A nossa paixão forjou-se mais
na densidade do sofrimento e da injustiça do que na inconsequência festiva da
celebração. Por isso nunca precisámos de títulos para sermos indefectíveis do
clube. Por isso sobrevivemos estoicamente a impensáveis derrocadas, chateados, tristes,
mas irmanados em algo maior. Aguentamos porque o que é nosso é nosso. E,
sabemos, a paixão pressupõe sofrimento, no futebol ou na vida.
O Vitória está para além do
imediato, do descritível, é mais poesia que prosa. Ser Vitória não se forjou na
cobardia de adoptar um amor ganhador. O amor não é aritmética, quem assim pensa
ou não percebe nada de matemática ou não percebe nada de amor. O Vitória é o
mito de Sísifo: a pedra que carregamos com
esforço até ao cume para a ver rolar novamente para baixo. E recomeçar sempre
com uma convicção que se rejuvenesce no esforço coletivo. Ser Vitória é uma
tarefa que por tão metódica se transformou em vício sem solução.

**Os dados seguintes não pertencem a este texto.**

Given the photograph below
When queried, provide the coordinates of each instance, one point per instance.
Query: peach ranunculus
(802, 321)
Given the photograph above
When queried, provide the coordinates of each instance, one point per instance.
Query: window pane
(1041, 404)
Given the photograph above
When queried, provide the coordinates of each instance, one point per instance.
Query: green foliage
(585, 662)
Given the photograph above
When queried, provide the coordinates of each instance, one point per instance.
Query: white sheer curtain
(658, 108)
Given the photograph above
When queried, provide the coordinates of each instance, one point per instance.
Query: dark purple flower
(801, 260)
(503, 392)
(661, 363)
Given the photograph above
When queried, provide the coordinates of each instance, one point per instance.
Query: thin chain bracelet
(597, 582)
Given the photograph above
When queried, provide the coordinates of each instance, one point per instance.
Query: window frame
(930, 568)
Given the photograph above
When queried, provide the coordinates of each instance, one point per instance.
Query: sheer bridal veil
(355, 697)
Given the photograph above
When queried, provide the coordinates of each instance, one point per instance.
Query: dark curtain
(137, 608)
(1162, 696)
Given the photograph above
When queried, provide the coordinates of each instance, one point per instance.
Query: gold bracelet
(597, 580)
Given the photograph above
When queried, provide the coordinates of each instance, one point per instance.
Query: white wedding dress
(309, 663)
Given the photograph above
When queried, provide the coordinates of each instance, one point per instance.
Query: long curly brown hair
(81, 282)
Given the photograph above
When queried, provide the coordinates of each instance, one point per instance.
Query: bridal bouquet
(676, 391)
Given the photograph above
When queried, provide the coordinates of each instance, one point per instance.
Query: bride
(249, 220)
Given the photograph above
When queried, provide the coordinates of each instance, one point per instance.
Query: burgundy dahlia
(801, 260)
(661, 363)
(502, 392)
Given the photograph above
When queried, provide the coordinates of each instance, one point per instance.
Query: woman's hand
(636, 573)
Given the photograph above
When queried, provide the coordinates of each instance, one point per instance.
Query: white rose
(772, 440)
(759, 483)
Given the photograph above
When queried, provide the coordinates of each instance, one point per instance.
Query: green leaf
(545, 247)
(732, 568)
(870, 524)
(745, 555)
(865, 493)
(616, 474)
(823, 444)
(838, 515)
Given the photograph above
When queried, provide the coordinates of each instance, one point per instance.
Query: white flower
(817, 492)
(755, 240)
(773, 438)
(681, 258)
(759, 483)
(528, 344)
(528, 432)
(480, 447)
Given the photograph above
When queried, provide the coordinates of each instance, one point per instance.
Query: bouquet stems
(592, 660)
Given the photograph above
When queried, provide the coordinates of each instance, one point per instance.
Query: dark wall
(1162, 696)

E o nosso estádio sempre foi
um estádio com gente. Gente que aplaude, gente que apupa, mas gente, sempre
gente a fazer de conta, naquela hora e meia, que o futebol é a coisa mais
importante do mundo, mesmo não o sendo. Ver o nosso estádio assim pintado de pessoas
com a precisão, a cor e o volume de um quadro pontilhista dá o prazer de uma
pertença, de sentir uma juventude que não se cansa de o ser. Uma juventude que
percebeu a paixão dos pais e dos amigos, o orgulho nas origens, e que dá uma
força homérica para rolarmos em conjunto a pedra até ao cimo e, se calhar, um
dia, até ao equilíbrio que a mitologia grega não previu. Enquanto isso o pai
segura o miudito pelas pernas e ele canta Ó
Vitória e olha o pai, de soslaio, gratificado por aquela comunhão
particular.
Estabilidade é o que é
preciso ... para a pedra e para o clube. Mais do que títulos precisamos de
saber que a paixão pode continuar. É isso o que eu espero dos dirigentes e do
bom trabalho que têm feito em prol de uma causa e de um amor comum.
Uma devoção assim tão
inevitável não precisa de trocas. Ganhar é bom e gratificante mas episódico,
pois este é um amor que não tem outro propósito que não o de existir, como todos
os grandes amores. Vamos lá então para o Jamor sem desassossego como no poema.
Nós: os que conhecem já de cor o acaso.
Fotografias (de cima para baixo) de Miguel Oliveira, Ricardo Rodrigues e Ricardo Leite para a exposição O DIA V (2014)
Publicado in O Comércio de Guimarães (24.05.17)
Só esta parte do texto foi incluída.